Omcirkel de begrippen met een rode kleur die te maken hebben met natuur- of scheikunde.
Welke woorden wil je nog toevoegen?

Bewaar het woordweb voor de eindopdracht.

Voordat je begint

Benodigdheden:

  • A3-papier
  • diep bord
  • limonade (zonder prik)
  • waxinelichtje
  • glas
  • lucifers
  • water
  • gekookt water
  • slaolie
  • zeepvrije staalwol
  • vier bekerglazen
  • watervaste stift

Tijd blok:

6 uur

Leerdoelen en vaardigheden

Leerdoelen

Je kunt:

  • de drie voorwaarden voor verbranding benoemen en herkennen;
  • blusmethodes benoemen en verklaren waardoor een blusmethode werkt;
  • verschillende brandstoffen beschrijven;
  • aardolie, aardgas en steenkool als fossiele brandstoffen benoemen;
  • enkele milieuaspecten van fossiele brandstoffen noemen;
  • waterkracht, wind, zon als duurzame energiebronnen benoemen;
  • uitleggen wat er wordt bedoeld met het (versterkte) broeikaseffect;
  • uitleggen wanneer onvolledige verbranding plaatsvindt;
  • de gevaren van een onvolledige verbranding benoemen en verklaren;
  • uitleggen wat je moet doen bij een koolstofmonoxidevergiftiging;
  • energiesoorten onderscheiden;
  • uitleggen hoe energieomzettingen kunnen plaatsvinden;
  • manieren van warmtetransport (geleiding, stroming en straling) en isolatie uitleggen;
  • verschillende manieren van warmtetransport uitleggen;
  • verschillende manieren van isolatie uitleggen;
  • edele en (zeer) onedele metalen herkennen en beschrijven;
  • het proces van roesten herkennen en beschrijven.

Vaardigheden

Je kunt:

  • een onderzoeksvraag en een hypothese herkennen;
  • een proefje uitvoeren aan de hand van de werkwijze en met de gegeven materialen en/of benodigdheden;
  • verschillende bronnen gebruiken;
  • resultaten presenteren in bijvoorbeeld een stop-motion filmpje;
  • informatie uit verschillende bronnen selecteren en gebruiken;
  • een natuurwetenschappelijk verslag maken.

Stap 1

Opdracht 1

Brand!

Het is niet te hopen dat je het meemaakt: brand!

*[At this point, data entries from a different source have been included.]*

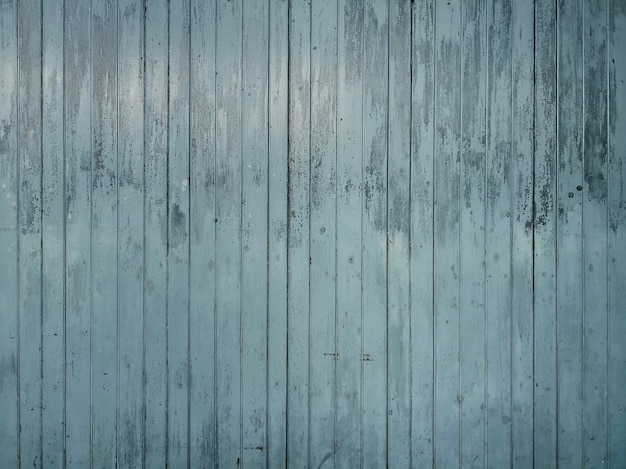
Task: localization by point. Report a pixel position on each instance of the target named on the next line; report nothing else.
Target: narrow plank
(569, 234)
(202, 432)
(78, 183)
(446, 233)
(228, 237)
(472, 229)
(178, 237)
(254, 275)
(323, 229)
(298, 236)
(156, 117)
(348, 249)
(29, 231)
(104, 319)
(595, 235)
(53, 275)
(522, 234)
(422, 234)
(9, 446)
(130, 232)
(498, 235)
(398, 242)
(616, 178)
(276, 453)
(374, 234)
(545, 302)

Je ziet vlammen en er is rookontwikkeling.
Alles wat je waarneemt bij een brand met je ogen, je neus, je oren, je huid noem je verbrandingsverschijnselen.

Een verbrandingsreactie kan alleen plaatsvinden als er aan drie voorwaarden wordt voldaan.
Denk eens aan een vuurtje dat je misschien ooit hebt gemaakt. Wat heb je in ieder geval nodig? Wat kun je doen om een brand te blussen?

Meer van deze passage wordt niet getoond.